We agree with Judge Goolsby that the Ordinance establishes a procedure that permits the DRC and the Board on appeal to approve a development plan although it proposes the removal of some protected live oak trees. In our view, the fact that Section 5.2.7(B) says that approval to remove endangered trees will not normally be granted simply limits the discretion of the DRC initially, and the Board on appeal, in approving a development plan where endangered trees are proposed for removal. We do not read this section as prohibiting the DRC and Board from approving a plan involving the removal of any endangered trees. Each part of a statute should be given effect and each word given its plain meaning if this can be accomplished by any reasonable construction. Higgins v. State, 307 S.C. 446, 415 S.E. (2d) 799 (1992).
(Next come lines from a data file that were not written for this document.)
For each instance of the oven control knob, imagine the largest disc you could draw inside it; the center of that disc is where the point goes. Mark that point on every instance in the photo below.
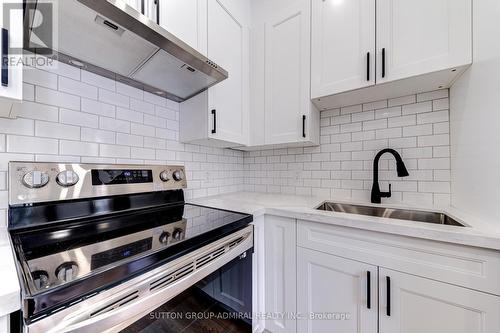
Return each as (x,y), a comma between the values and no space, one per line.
(35,179)
(40,279)
(67,272)
(67,178)
(164,237)
(178,175)
(177,234)
(164,176)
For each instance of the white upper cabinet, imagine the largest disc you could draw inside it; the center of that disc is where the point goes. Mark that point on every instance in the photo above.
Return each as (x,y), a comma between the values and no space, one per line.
(343,46)
(186,19)
(327,284)
(422,36)
(420,305)
(289,115)
(11,71)
(219,116)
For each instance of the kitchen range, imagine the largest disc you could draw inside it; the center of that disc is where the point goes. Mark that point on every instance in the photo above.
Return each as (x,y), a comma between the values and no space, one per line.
(98,247)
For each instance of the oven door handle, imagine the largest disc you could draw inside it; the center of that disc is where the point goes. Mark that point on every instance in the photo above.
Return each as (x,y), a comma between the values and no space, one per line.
(126,308)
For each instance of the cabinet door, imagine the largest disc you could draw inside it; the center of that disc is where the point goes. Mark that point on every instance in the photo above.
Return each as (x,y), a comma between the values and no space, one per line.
(186,19)
(420,305)
(287,73)
(228,47)
(337,289)
(281,274)
(422,36)
(343,46)
(233,287)
(11,87)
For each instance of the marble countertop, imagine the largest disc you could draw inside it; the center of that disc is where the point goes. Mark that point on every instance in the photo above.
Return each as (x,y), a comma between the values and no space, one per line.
(477,233)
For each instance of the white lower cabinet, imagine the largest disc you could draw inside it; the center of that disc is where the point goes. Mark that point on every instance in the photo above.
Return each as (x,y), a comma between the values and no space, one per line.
(335,294)
(281,272)
(419,305)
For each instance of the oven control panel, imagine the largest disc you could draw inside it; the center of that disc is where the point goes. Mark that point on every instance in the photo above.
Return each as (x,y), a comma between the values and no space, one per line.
(32,182)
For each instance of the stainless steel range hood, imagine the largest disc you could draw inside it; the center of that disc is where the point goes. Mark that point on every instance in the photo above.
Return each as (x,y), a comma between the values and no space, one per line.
(112,39)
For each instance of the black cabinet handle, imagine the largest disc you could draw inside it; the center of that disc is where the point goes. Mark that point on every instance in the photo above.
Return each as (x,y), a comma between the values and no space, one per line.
(388,308)
(5,57)
(303,126)
(368,290)
(368,66)
(383,62)
(157,3)
(214,129)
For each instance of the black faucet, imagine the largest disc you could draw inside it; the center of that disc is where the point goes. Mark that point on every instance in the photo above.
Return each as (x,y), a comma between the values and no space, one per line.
(402,172)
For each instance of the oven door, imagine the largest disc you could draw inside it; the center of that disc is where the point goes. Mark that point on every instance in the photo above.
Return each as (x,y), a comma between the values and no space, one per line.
(117,309)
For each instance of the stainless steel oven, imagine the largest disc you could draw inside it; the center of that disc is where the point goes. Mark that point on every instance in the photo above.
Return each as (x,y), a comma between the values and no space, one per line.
(105,248)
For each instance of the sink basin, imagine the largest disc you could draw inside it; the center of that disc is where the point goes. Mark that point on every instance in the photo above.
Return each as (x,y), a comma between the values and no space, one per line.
(401,214)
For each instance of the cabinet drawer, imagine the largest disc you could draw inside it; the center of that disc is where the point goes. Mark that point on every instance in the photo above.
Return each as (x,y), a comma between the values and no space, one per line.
(469,267)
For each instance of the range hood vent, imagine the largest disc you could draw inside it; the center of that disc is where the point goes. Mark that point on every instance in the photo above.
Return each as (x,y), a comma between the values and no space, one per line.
(110,38)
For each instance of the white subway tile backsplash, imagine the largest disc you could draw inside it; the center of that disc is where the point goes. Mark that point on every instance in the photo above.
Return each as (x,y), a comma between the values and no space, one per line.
(417,108)
(99,136)
(374,124)
(433,117)
(127,114)
(114,151)
(402,121)
(129,140)
(98,81)
(402,100)
(432,95)
(144,107)
(129,91)
(375,105)
(116,125)
(113,98)
(77,88)
(38,77)
(32,110)
(28,92)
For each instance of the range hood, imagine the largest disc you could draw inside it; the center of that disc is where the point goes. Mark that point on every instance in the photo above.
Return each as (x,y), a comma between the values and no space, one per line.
(112,39)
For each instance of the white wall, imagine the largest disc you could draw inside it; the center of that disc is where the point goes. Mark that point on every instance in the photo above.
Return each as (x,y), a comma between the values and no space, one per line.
(475,120)
(416,125)
(70,115)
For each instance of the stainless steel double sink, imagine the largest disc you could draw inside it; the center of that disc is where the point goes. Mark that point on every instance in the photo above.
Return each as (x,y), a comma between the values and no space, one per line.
(391,213)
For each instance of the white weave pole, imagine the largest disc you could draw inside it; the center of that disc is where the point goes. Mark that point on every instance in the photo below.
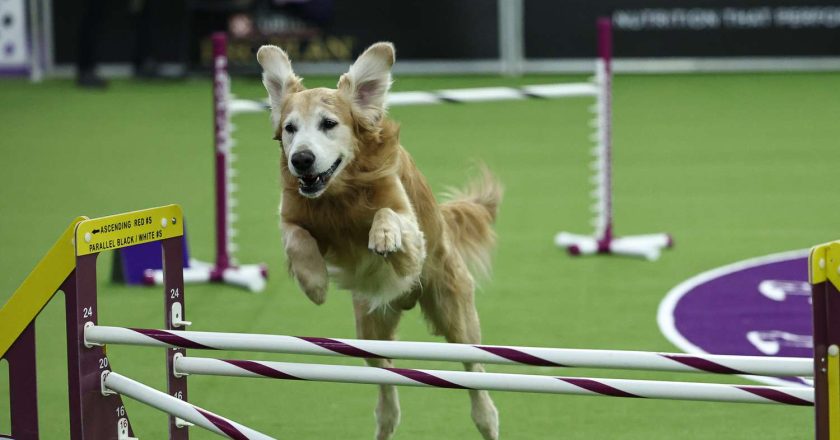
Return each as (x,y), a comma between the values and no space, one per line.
(212,422)
(436,351)
(498,381)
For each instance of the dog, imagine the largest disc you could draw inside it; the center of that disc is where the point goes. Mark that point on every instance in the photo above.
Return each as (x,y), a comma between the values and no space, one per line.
(355,207)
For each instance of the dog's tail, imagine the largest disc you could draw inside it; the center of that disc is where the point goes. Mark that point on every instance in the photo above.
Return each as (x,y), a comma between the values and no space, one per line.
(469,215)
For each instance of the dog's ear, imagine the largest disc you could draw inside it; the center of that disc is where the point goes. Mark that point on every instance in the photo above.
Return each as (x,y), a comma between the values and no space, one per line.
(278,77)
(367,82)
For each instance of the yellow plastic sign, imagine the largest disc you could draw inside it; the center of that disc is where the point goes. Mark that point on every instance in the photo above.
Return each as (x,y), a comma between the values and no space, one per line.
(129,229)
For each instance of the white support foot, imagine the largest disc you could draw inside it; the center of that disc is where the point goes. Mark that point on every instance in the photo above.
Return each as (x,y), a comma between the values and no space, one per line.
(647,246)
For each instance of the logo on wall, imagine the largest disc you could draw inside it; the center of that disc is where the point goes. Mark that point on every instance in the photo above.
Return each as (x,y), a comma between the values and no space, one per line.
(300,28)
(756,307)
(14,54)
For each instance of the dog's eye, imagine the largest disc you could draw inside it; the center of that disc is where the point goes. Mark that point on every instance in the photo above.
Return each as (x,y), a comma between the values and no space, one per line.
(327,124)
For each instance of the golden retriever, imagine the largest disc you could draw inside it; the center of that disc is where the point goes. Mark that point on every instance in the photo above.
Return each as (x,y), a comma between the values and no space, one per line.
(355,207)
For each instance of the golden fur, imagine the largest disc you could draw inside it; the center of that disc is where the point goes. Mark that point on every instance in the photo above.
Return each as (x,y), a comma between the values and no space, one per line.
(377,226)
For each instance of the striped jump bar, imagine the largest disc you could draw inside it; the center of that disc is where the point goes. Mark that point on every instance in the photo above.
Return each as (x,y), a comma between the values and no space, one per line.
(498,381)
(478,94)
(436,351)
(177,407)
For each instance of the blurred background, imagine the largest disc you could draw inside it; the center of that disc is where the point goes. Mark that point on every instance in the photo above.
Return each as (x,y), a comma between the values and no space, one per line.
(725,128)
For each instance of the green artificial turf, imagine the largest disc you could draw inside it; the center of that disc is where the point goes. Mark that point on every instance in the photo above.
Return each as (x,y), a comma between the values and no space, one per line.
(734,166)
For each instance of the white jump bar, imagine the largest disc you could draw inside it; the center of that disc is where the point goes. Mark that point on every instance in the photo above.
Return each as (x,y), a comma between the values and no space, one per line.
(437,351)
(478,94)
(498,381)
(178,408)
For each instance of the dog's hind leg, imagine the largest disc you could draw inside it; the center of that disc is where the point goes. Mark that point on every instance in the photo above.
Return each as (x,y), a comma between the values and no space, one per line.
(451,310)
(380,323)
(306,263)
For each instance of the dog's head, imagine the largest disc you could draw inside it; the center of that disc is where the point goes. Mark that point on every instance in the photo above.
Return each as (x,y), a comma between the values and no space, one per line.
(318,128)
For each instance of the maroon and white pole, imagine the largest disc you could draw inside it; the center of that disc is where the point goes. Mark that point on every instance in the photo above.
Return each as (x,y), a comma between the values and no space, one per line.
(498,381)
(222,145)
(437,351)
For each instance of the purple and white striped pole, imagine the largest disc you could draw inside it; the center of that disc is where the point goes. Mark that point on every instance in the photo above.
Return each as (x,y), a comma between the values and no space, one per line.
(603,239)
(498,381)
(171,405)
(438,351)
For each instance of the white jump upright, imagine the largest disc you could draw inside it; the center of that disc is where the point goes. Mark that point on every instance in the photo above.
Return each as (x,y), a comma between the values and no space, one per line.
(603,241)
(225,269)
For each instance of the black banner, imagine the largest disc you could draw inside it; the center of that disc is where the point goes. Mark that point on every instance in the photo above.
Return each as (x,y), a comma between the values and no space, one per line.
(338,30)
(685,28)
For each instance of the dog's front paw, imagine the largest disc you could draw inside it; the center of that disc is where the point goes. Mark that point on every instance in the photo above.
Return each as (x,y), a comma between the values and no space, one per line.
(386,233)
(317,293)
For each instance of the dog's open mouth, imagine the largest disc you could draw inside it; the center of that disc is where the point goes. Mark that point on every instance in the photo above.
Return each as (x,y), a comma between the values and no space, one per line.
(314,183)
To interpret the Ordinance to totally prohibit the removal of even one live oak tree as claimed by the appellants, or to permit the removal of up to seventy-five percent of such trees as contended by respondents, would nullify the Ordinance’s expressed mandate to the DRC and Board to severely limit the number of trees permitted to be removed when approving development plans.3

We have searched the appellants’ brief for an argument for reversal of the trial court based on the proposition the Board’s approval of the development plan was arbitrary, clearly erroneous and/or influenced by error of law. Under their argument Number III, the appellants state:

[The Board] nevertheless concluded that “. . . [t]he tree removal proposed by the Developer’s plan is not ‘excessive’ as a matter of law, either as to the number or type of trees” (reference to record omitted). Since no finding of fact addresses the issue of “endangered or valued trees” as defined in the [ordinance], this conclusion of law is simply not supported by any evidence and is arbitrary, capricious and clearly erroneous. Hodge v. Pollock, 75 S.E. (2d) 752 (1953).

*237We hold that this argument preserves the issue of whether the Board’s approval of the development plan as it pertains to the live oak trees is arbitrary, capricious, clearly erroneous and/or influenced by error of law. We further hold that the Board’s decision to permit removal of over 52 percent of the protected live oak trees was arbitrary and clearly erroneous in view of the clear mandate in the Ordinance to “not normally” permit any endangered trees to be removed. This is especially so in view of the fact that the Board enumerated no circumstances surrounding this development that would compel it to deviate from what is normal or usual in approving plans requiring the removal of endangered trees. Finally, as we read the Board’s conclusions of law, they make no distinction between protected live oak trees and other protected trees. The board appears to have concluded it had authority to approve for removal up to 75 percent of all endangered and valued trees. Such a conclusion is influenced by an error of law.

Accordingly, we reverse the order of the trial court to the extent it affirmed the Board’s decision to permit the removal of the 47 live oak trees from the site proposed for development.

The judgment is

Affirmed in part, reversed in part, and remanded.

Connor, J., concurs. Goolsby, J., concurs and dissents in separate opinion.

Actually, the application was first made to the Zoning and Development Administrator. However, Section 6.4 of the Ordinance requires approval by the DRC before the Administrator could issue the permit. Additionally, Section 7.9 of the Ordinance establishes a procedure for a public hearing before the DRC when “the issues raised by the proposed development, in the judgment of the Development Review Committee, have sufficient County-wide impact as to warrant public discussion.” A public hearing was held in this case.

The ultimate question presented here is whether the land in question may be used for a supermarket in accordance with the plans presented. However, in order to decide that question, construction of the ordinance is necessary to determine its requirements.

Section 7.5.3.1(B)(10) states “It is the expressed intent of this Ordinance that every effort be made in the design and layout of development projects to conserve as many trees as possible.”